Retirement

The word sounds fun and exciting.  Actually, it is the sounding of an alarm that your life is drastically changing.  It’s a time when for many, such as myself, it becomes too difficult to work as we have in the past.  It’s a time when age is recognized by society and government and it becomes acceptable to finally slow down.

I was an elementary school teacher.  I have a hearing impairment.  Teaching and the young lives that I was privileged to share in were very precious to me.  Because of my age and hearing challenges, each day was becoming harder and harder.  I would come home in the evening emotionally and physically exhausted.  Each day would begin with me thinking I couldn’t go on.

So, when given the choice to continue another year or stop, contemplating what the cost would be, reducing my income to a third of what I was making, I decided to make huge life changes that would enable me to stop working.  They were not easy.   In fact, as I write this my husband and I are just weeks into this process.  We moved to a community out of state that was less expensive to live in.  There are relatives there, some older than us, that can help us navigate this new season of life.

Once I get settled into the day-to-day life of retirement I suspect I will begin to examine my purpose and value.  This is another reality of retirement.  We will no longer be experiencing the satisfaction of work and the rewards of our careers.  I already feel a void that I don’t know how to identify.

I sit here at this chair at our campsite and gaze into the trees.  I have been watching a chipmunk play within a few feet of me.  He looks curious as to who I am or perhaps is hoping for a scrap of food to drop to the ground.  I am amazed at how he (or she) can jump two feet to the top of a nearby log.

The world around me, the bigger picture, is changing faster than I am.  Wars, rumors of wars, famines, disease, morality in rapid decline, and technology advancing faster than I can keep up with.  Social media has become our community and the family is no longer as valued as it was even just a few years ago.
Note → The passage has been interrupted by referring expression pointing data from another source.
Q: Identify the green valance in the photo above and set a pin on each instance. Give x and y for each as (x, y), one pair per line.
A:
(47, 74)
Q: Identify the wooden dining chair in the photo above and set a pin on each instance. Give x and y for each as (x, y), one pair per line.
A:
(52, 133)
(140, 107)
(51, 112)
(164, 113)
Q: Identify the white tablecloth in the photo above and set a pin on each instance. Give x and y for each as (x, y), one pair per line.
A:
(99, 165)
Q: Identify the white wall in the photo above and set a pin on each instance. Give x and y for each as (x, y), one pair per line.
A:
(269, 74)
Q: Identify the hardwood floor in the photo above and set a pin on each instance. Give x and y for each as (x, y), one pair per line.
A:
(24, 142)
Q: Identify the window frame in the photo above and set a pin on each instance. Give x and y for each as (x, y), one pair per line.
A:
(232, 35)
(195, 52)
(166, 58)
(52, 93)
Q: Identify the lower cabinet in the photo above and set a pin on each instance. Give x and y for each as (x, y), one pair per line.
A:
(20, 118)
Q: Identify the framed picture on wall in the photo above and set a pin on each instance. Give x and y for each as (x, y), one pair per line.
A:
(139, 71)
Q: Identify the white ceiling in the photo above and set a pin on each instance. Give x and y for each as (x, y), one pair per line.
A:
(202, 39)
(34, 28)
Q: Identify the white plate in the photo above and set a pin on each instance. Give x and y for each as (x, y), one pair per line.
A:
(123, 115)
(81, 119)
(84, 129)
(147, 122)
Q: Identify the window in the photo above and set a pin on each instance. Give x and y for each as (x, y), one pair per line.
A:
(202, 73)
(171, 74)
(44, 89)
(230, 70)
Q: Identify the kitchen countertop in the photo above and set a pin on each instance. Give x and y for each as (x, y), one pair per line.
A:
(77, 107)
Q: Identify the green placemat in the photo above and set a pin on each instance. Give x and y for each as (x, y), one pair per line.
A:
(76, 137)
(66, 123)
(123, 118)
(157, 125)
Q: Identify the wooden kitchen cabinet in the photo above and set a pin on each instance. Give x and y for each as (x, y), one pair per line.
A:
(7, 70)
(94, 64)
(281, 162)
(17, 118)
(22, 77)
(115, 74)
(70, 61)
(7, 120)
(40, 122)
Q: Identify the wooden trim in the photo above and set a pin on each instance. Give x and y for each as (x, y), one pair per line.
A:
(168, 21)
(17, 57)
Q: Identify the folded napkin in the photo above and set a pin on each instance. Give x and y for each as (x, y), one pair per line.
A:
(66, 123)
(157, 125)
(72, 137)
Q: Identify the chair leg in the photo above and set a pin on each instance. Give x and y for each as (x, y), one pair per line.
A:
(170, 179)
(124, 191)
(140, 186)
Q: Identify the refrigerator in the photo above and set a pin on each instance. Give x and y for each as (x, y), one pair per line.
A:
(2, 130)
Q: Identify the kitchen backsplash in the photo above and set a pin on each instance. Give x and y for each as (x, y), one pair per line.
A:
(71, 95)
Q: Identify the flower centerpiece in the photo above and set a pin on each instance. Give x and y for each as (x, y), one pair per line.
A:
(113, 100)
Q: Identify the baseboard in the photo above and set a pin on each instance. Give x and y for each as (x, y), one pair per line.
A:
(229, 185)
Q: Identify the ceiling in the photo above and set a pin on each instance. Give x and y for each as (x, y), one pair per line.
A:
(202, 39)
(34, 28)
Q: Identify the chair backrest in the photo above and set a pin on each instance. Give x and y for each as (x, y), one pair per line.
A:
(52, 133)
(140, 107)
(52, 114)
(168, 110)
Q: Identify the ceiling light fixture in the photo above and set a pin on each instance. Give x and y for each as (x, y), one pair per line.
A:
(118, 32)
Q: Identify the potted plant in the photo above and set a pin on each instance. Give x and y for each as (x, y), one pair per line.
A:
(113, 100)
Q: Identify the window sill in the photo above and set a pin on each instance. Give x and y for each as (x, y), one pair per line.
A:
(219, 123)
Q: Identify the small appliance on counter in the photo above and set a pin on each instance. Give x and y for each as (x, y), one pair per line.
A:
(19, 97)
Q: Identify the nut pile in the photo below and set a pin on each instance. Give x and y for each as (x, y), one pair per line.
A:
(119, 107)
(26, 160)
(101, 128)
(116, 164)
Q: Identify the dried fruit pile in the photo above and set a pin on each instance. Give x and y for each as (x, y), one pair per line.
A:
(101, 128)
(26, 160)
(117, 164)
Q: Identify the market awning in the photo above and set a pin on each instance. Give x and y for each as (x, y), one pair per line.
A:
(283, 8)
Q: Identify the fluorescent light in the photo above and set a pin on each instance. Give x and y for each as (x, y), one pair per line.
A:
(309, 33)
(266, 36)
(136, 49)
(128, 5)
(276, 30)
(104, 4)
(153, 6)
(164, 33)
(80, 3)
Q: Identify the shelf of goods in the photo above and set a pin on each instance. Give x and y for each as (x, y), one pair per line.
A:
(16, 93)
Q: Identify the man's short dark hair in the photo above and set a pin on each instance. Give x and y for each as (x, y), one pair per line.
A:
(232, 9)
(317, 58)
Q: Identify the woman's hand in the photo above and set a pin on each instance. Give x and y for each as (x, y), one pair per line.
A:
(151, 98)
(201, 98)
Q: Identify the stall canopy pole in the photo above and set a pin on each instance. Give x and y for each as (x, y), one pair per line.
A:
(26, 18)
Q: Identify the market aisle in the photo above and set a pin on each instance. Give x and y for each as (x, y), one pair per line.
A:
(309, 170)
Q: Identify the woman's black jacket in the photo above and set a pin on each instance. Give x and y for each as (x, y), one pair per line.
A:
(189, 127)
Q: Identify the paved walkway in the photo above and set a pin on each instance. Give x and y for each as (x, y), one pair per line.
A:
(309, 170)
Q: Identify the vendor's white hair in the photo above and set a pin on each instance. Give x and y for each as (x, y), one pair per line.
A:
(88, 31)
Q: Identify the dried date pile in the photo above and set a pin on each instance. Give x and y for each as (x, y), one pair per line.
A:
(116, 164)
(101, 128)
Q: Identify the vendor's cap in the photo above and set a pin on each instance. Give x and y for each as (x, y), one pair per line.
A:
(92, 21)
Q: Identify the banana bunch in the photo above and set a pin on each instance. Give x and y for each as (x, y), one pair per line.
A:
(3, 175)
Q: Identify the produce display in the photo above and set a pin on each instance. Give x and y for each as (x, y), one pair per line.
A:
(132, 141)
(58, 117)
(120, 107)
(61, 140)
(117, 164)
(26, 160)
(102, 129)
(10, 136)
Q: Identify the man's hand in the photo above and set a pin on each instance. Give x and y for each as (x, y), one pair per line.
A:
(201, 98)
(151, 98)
Where do I go from here?  I don’t know.  Perhaps the best thing I can do is accept this place called retirement.  With it comes the choice to let go of the things I can’t change, as if I thought I could before.  I chose instead to make the most of every day.   Believing there is a lot more good in life than not is a choice.  Holding on to the values that have taken a lifetime to develop, and sharing them with those who care to hear, will not change.  And I suspect this is the beginning of where I will find my place and purpose in this new season of life, which we call retirement.